Use the 'run' command at the gdb prompt, to start your program running. You would probably want to set break points before doing a run. Once run, your program will be suspended when it hits a breakpoint.

next

Use the 'next' command at the gdb prompt, once your program has hit a break point. The 'next' command will permit you to execute the the next line of code, and then will suspend your program again. If the next statement is a function call, then 'next' will not trace into the function, but will step over it, executing it.

step

The 'step' command is similar to 'next', except that it will not step over a function if it is the next statement. Instead, it will enter the function, and suspend the program at the first line of that function.

print

The 'print' command is used to examine the contents of a variable. For example, if you were in the Crasher function above, you could do a 'print p' to show the contents of the 'p' pointer in that function.

Using a Core Dump

When a Linux program causes a serious problem, like a pointer problem, the operating system performs a 'core dump'. This means it take a snapshot of the program in memory, and saves it to a disk file called 'core'. This process is aften accompanied by Linux displaying a message like 'segmentation fault. (core dumped)'. Inside this file, is everything you need to identify the exact line of code that caused the core dump (identifying why it occurred is still up to you).
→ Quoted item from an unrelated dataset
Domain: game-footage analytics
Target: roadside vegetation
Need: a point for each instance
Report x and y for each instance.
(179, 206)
Using a core dump file is extremely easy. Just take the core dump file, and the executable (compiled with the –g switch), and run the gdb program with the executable name, and the –c corefilename option. When gdb starts up, the first thing it will do, is display to you the line that caused the core dump. You can try this with the crasher program above. And example command line, would be:

gdb –c core crasher

 

Summary

That was a summary of the main tools used in Linux/Unix software development. The next document will tackle writing some C++ code, specifically to deal with 'sockets'. Sockets are how internet programs like FTP, Browsers, and email programs communicate with each other. The goal of that class will be to introduce some actual Linux system programming, as well as to establish some good C++ practices and class design.